Conversely, Yahoo is weak and is exhausting other options for its impatient shareholders. In a letter to shareholders, Yahoo chief executive Jerry Yang says that “we remain committed to pursuing initiatives that maximize value for all of our stockholders.”
But what initiatives? A deal with Rupert Murdoch's News Corp. reportedly was being explored last week. Under the scenario being discussed, News Corp. would swap a stake in its MySpace social networking site for a stake in Yahoo. But similar talks have faded away before and probably will add up to nothing, analysts say.
Bagging Yahoo makes sense for Microsoft because the software giant could squeeze $1 billion in annual cost savings from the deal, say analysts. News Corp. has no ability to generate cost savings from the asset swap, says analyst Jonathan Yarmish of AMR.
In rebuffing Microsoft, Yahoo is hoping to get a better price, say analysts. The board has a fiduciary responsibility to make sure that if Microsoft nabs Yahoo, the price is a bit sweeter. “Yahoo’s board directors doesn’t want to get sued,” says Peck.
“Some of the board’s core decisions have been questionable,” adds Peck. “They aren’t as active as they could have been.”
Microsoft has a limited time frame to act. To launch a proxy fight and unseat Yahoo’s board at the shareholder meeting in June, Microsoft must nominate its own choices by March 14. All 10 of Yahoo's directors are up for re-election at the annual meeting.
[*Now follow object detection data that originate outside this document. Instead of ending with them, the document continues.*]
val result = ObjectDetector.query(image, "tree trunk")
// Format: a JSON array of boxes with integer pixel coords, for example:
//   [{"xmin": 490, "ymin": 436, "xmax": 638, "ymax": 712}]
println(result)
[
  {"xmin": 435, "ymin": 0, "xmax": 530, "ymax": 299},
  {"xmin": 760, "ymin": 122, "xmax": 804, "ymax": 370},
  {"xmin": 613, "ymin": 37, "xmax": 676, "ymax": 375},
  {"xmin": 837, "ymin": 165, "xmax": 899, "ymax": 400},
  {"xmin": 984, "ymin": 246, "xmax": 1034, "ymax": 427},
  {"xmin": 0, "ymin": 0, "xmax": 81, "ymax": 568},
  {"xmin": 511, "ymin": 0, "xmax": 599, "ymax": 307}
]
Proxy fights are rare, but when they materialize have about a 50-50 chance of success, says Lindsay. But Microsoft "has a high probability of succeeding” because Yahoo has few other options to offer shareholders, he said.
Analysts think Microsoft is likely to boost its offer before the June shareholder meeting. “The power lies in the hands of shareholders,” says Peck. “They are expecting — and want — a raised bid to get the deal done.”
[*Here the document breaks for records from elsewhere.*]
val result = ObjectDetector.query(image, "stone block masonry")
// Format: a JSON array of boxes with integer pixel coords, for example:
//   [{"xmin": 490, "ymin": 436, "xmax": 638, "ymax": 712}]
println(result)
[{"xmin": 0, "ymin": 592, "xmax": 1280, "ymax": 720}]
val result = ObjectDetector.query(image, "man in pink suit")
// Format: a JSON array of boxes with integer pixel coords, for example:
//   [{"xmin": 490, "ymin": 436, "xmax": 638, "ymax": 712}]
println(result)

One big question: What happens to Yahoo’s asset value during a fight? Will Yahoo be worth buying, as the brand gets tarnished?
Analysts say that Yahoo is already deteriorating. Silicon Valley recruiters are gunning for the most coveted employees at Yahoo, which is already laying off 1,000 of its 14,000 workers, and many are landing at rival companies like Google.
These rapidly changing environment bodes well for a quick settlement between Microsoft and Yahoo.
“The deal has to happen fast,” says Lindsay. “But, Microsoft will prevail.”